People newly diagnosed with cancer, particularly blood cancers, and those treated with chemotherapy for cancer, have a greater risk of developing Herpes Zoster / Shingles, according to a new study. 

These researchers found that, overall, a cancer diagnosis of any kind was associated with about a 40 percent increase in risk for developing Herpes Zoster / Shingles compared to the risk in someone without cancer.

The Herpes Zoster / Shingles risk was substantially greater among those with hematological cancers, compared to those with solid organ cancers. 

For both types of cancer, risks were highest in the first year following diagnosis, decreasing thereafter. 

The zoster risk in those with solid cancers became similar to that in those without cancer within the 3 years after diagnosis, and it remained significantly elevated in those with hematological cancers up to 3 years after diagnosis.   

Additionally, patients with a blood-related, or hematological, cancer diagnosis had a more than 3-fold higher risk of developing shingles than people without cancer. 

And, cancer patients with a diagnosis related to a solid tumor, such as cancer located in the lung, breast, prostate or other organs, had a 30 percent higher shingles risk compared to someone with no cancer. 

The most well-recognized risk factors for Herpes Zoster / Shingles include increasing age and immunosuppression, but any factor that has an impact on zoster-specific or general cell-mediated immunity may affect the risk, says the Centers for Disease Control and Prevention (CDC).   

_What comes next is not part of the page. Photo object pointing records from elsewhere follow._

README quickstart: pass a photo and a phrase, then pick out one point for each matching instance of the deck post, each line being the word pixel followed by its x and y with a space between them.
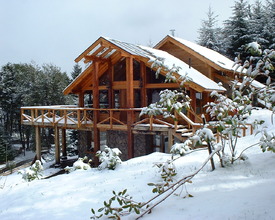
pixel 38 142
pixel 130 104
pixel 170 139
pixel 96 135
pixel 143 85
pixel 64 144
pixel 57 145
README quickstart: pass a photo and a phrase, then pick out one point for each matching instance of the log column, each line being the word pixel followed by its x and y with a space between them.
pixel 143 86
pixel 57 145
pixel 81 100
pixel 130 104
pixel 38 142
pixel 193 103
pixel 96 105
pixel 64 144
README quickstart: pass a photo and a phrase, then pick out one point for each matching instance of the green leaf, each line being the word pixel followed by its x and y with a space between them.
pixel 137 211
pixel 150 184
pixel 124 191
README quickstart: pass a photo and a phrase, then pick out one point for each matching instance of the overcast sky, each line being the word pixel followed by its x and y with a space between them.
pixel 57 31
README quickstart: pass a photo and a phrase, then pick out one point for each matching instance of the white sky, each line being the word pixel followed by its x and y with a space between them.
pixel 57 31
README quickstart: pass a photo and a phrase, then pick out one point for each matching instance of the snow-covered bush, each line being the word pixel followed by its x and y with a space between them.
pixel 181 148
pixel 167 172
pixel 267 142
pixel 80 164
pixel 33 172
pixel 109 158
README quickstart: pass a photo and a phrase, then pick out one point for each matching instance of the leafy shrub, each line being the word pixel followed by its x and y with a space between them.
pixel 109 158
pixel 80 164
pixel 33 172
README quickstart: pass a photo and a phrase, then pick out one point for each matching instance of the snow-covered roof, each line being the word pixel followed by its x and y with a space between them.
pixel 168 61
pixel 100 50
pixel 209 54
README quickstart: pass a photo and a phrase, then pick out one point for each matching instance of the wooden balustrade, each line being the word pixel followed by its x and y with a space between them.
pixel 72 117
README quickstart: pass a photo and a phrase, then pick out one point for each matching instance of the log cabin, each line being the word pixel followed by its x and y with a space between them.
pixel 118 81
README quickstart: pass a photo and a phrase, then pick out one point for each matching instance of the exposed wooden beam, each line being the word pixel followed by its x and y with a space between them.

This new analysis also found that the higher risk for Herpes Zoster / Shingles among patients with blood cancers was present in the 2 years before their cancer diagnosis, according to the study’s first author, Jiahui Qian, MPH, of the University of New South Wales in Sydney, Australia. 

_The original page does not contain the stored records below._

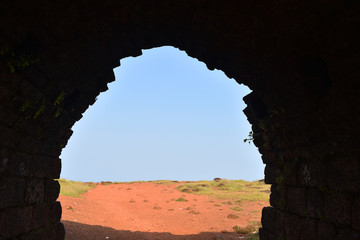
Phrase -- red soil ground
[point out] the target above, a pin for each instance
(150, 211)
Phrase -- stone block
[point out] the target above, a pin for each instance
(348, 233)
(45, 214)
(337, 208)
(275, 196)
(268, 219)
(344, 174)
(12, 191)
(34, 191)
(15, 221)
(52, 190)
(292, 227)
(295, 200)
(326, 231)
(356, 213)
(314, 203)
(271, 173)
(308, 229)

However, for patients with solid tumors, the higher risk of developing Herpes Zoster / Shingles appeared to be largely associated with receiving chemotherapy after their diagnosis, rather than with the cancer itself. 

This study examined the higher risk of Herpes Zoster / Shingles before and after a new cancer diagnosis and across a range of cancer types among approximately 240,000 adults from 2006 to 2015, which included over 1,760,481 person-years of follow-up, 20,286 new cancer diagnoses, and 16,350 zoster events occurred. 

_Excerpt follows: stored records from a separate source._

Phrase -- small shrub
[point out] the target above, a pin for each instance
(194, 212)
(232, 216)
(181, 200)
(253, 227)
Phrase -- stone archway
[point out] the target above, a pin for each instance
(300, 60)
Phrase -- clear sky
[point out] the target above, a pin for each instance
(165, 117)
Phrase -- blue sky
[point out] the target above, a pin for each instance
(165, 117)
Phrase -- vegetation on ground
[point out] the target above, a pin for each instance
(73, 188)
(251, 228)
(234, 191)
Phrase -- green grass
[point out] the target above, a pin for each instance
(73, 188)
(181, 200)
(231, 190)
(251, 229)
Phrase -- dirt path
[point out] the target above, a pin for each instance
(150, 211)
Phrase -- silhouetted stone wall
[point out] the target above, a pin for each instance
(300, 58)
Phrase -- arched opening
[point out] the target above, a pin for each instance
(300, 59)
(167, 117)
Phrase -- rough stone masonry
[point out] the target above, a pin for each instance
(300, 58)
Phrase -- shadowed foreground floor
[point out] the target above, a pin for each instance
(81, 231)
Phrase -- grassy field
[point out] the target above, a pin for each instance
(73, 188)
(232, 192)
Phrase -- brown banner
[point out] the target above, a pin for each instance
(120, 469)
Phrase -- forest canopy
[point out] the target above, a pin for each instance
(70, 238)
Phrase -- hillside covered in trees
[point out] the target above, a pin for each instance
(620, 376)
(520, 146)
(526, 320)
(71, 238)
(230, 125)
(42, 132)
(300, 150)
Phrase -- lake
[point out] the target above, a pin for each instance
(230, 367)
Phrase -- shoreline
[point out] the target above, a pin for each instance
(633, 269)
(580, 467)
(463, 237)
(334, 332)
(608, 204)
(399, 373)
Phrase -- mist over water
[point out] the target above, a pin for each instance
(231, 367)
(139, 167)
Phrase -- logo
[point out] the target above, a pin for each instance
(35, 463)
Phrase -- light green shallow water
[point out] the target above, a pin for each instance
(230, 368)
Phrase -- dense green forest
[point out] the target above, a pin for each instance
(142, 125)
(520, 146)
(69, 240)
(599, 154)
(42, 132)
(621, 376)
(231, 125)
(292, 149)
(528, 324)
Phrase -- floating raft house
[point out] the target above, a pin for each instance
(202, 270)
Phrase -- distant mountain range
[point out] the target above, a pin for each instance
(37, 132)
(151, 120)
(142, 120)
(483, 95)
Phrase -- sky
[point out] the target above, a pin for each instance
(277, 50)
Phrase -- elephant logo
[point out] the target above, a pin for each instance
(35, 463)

According to these researchers, few previous studies had separated and quantified the risk associated with a patient’s cancer from the risk associated with chemotherapy.

The findings may help guide efforts to prevent the often painful skin condition in cancer patients through the use of new vaccines. 

“These findings have important implications in view of recent advances in the development of zoster vaccines,” wrote Kosuke Kawai, ScD, of Boston Children’s Hospital and Harvard Medical School and Barbara P. Yawn, MD, MsC, of the University of Minnesota, in a related editorial commentary that appears with the new study in The Journal of Infectious Diseases.

Shingrix is new shingles vaccine approved for use in the U.S. in 2017 and does not use a live form of the virus and is likely to be safe in people with compromised immune systems, such as those on chemotherapy. 

Shingrix is not yet recommended for these individuals in the U.S., as public health officials await more data on the vaccine’s use in such patients, said these researchers. 

Shingles, or herpes zoster, is caused by the varicella zoster virus, the same virus that causes chickenpox. 

Shingles, or herpes zoster, is an often painful skin condition caused by the same virus that causes chickenpox when the virus reactivates later in life. 

Nearly 33 percent of people in the U.S. will develop shingles in their lifetime, and there are an estimated 1 million new cases each year, according to the U.S. Centers for Disease Control and Prevention (CDC).   

The findings may help guide efforts to prevent shingles and its related complications in cancer patients through the use of new vaccines that do not use a live form of the shingles-causing virus. 

Recently, an inactivated VZV vaccine from Merck was shown to be safe with a vaccine efficacy of 64 percent in a randomized trial of 560 recipients of autologous hematopoietic stem cell transplant. 

The safety and efficacy of the inactivated VZV vaccine are currently being evaluated in clinical trials with patients with solid tumors and hematologic malignancies. 

This study published in the Journal of Infectious Diseases was funded by the Australian National Health and Medical Research Council. The study authors’ and editorial commentary authors’ affiliations, acknowledgments, and disclosures of financial support and potential conflicts of interests, if any, are available in the study and the commentary.